Al inicio de su homilía, el Arzobispo destacó la coincidencia providencial entre el inicio del camino cuaresmal y el comienzo oficial del servicio pastoral del nuevo párroco:
“Coincide de una manera bella el hecho de que estamos celebrando también hoy el inicio, digamos así, más oficial, del servicio del Padre Ramber en esta parroquia, al servicio de esta comunidad. Es una feliz y buena Cuaresma”.
Fidelidad a Dios frente a la tentación
Mons. Aparicio profundizó en el relato del Génesis y en las tentaciones de Jesús, señalando que la raíz del pecado está en la sospecha sobre el amor de Dios y en la pretensión de autosuficiencia del ser humano.
“La mentira y la falsedad es creer que tú eres Dios, que puedes prescindir de su creación, que puedes autosalvarte”.
Frente a esta realidad, recordó que Jesús vence la tentación permaneciendo fiel al Padre: “Jesús dice: ‘No solo de pan vive el hombre, sino de toda palabra que sale de la boca de Dios’”.
Y añadió con fuerza: “La vida viene de Dios. La salud viene de Dios. El esfuerzo humano viene de Dios”.
Dirigiéndose implícitamente al nuevo párroco, el Arzobispo subrayó que el ministerio no puede apoyarse en ambiciones humanas ni en búsqueda de poder:
“Si estamos en la Iglesia, si Jesús es el Cristo, es por la gracia de Dios y es como instrumento del amor de Dios en este mundo”.
En referencia directa a la posesión del nuevo párroco, Mons. Aparicio expresó el deseo de que su ministerio esté marcado por la fidelidad y la confianza en Dios: “Eres un cristiano igual que todos nosotros, un creyente igual que todos nosotros, llamado a un servicio, no apoyado en sus fuerzas sino apoyado en Dios”.

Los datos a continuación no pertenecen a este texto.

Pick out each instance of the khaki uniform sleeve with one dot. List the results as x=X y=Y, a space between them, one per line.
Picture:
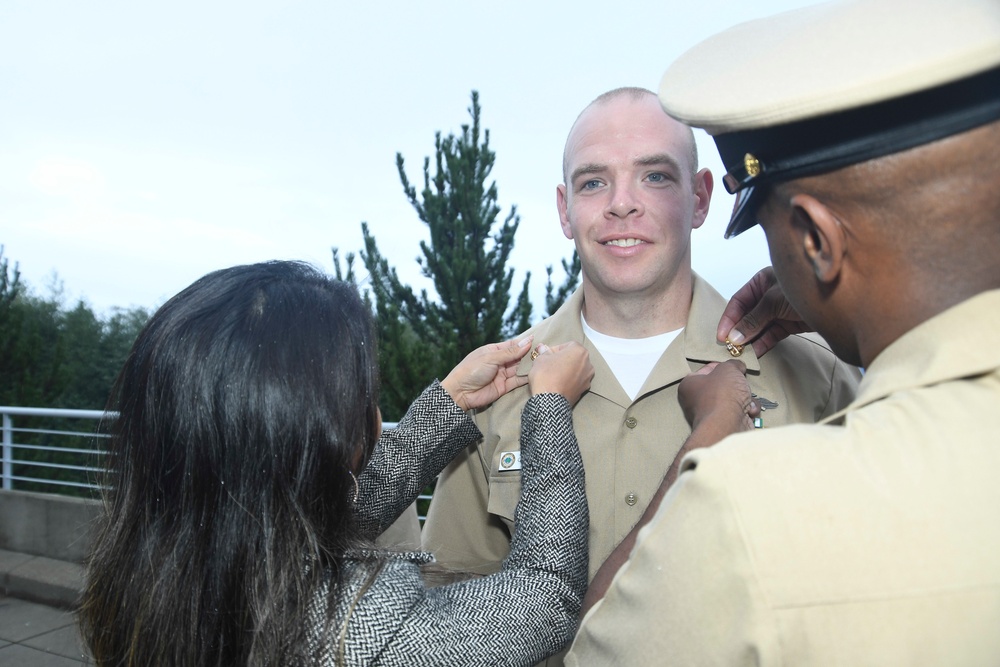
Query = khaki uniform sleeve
x=404 y=533
x=687 y=595
x=459 y=530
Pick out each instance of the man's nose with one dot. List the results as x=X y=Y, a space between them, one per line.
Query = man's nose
x=624 y=202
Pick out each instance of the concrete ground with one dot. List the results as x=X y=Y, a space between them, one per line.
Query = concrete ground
x=37 y=627
x=36 y=635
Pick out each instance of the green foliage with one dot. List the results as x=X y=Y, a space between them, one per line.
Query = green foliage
x=466 y=259
x=51 y=357
x=555 y=297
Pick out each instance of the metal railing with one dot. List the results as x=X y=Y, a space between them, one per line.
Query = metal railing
x=42 y=456
x=51 y=450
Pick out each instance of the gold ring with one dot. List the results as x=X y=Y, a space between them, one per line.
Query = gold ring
x=734 y=349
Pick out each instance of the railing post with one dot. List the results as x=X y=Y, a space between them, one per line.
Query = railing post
x=8 y=452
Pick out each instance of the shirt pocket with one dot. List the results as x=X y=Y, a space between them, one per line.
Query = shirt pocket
x=505 y=491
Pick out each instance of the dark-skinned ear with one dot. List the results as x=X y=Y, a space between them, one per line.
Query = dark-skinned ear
x=823 y=238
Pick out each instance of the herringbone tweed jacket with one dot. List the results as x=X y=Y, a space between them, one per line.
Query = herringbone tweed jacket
x=517 y=616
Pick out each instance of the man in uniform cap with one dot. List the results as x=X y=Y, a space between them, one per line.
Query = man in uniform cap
x=864 y=137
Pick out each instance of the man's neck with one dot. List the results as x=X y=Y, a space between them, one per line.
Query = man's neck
x=639 y=315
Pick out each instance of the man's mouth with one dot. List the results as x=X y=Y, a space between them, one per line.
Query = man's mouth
x=623 y=243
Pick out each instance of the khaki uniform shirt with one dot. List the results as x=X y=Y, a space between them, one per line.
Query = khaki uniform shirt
x=871 y=540
x=627 y=445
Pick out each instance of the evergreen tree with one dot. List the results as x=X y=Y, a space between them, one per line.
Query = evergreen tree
x=466 y=259
x=556 y=297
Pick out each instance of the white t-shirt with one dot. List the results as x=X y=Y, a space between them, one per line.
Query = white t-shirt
x=630 y=359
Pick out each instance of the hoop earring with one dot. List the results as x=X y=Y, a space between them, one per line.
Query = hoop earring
x=355 y=499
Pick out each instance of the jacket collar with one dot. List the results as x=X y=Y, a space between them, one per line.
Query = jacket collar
x=694 y=347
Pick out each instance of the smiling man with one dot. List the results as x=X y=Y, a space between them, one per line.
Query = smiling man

“Que ejerza este ministerio en medio de ustedes con este espíritu y que sigan caminando juntos con la gracia de Dios”, señaló.
P. Ramber Miranda: “Me pongo a su servicio”
Por su parte, el P. Ramber Miranda —quien además es presidente del clero diocesano de Cochabamba y juez eclesiástico— agradeció a Dios y al Arzobispo por la confianza depositada en él.
“Primero que nada, a Dios por regalarme tantos amigos en el recorrido de nuestra historia”.
También expresó su gratitud a Mons. Aparicio: “Agradezco también a su hermano Óscar que me ha encargado el pastoreo de esta comunidad”.
Con sencillez, manifestó su deseo de caminar junto a la comunidad: “Me pongo a su servicio, a ustedes”. Subrayó que el objetivo común debe ser vivir la Iglesia según la voluntad de Dios: “Llevemos esta Iglesia no como queremos nosotros, sino como quiere Dios”.
“Seguramente tendremos muchos errores, porque somos seres humanos llevados también a la tentación, pero no nos equivocaremos conscientemente”.
“Que mañana estemos un pasito más adelante en la espiritualidad y amando a Dios”, dijo el sacerdote.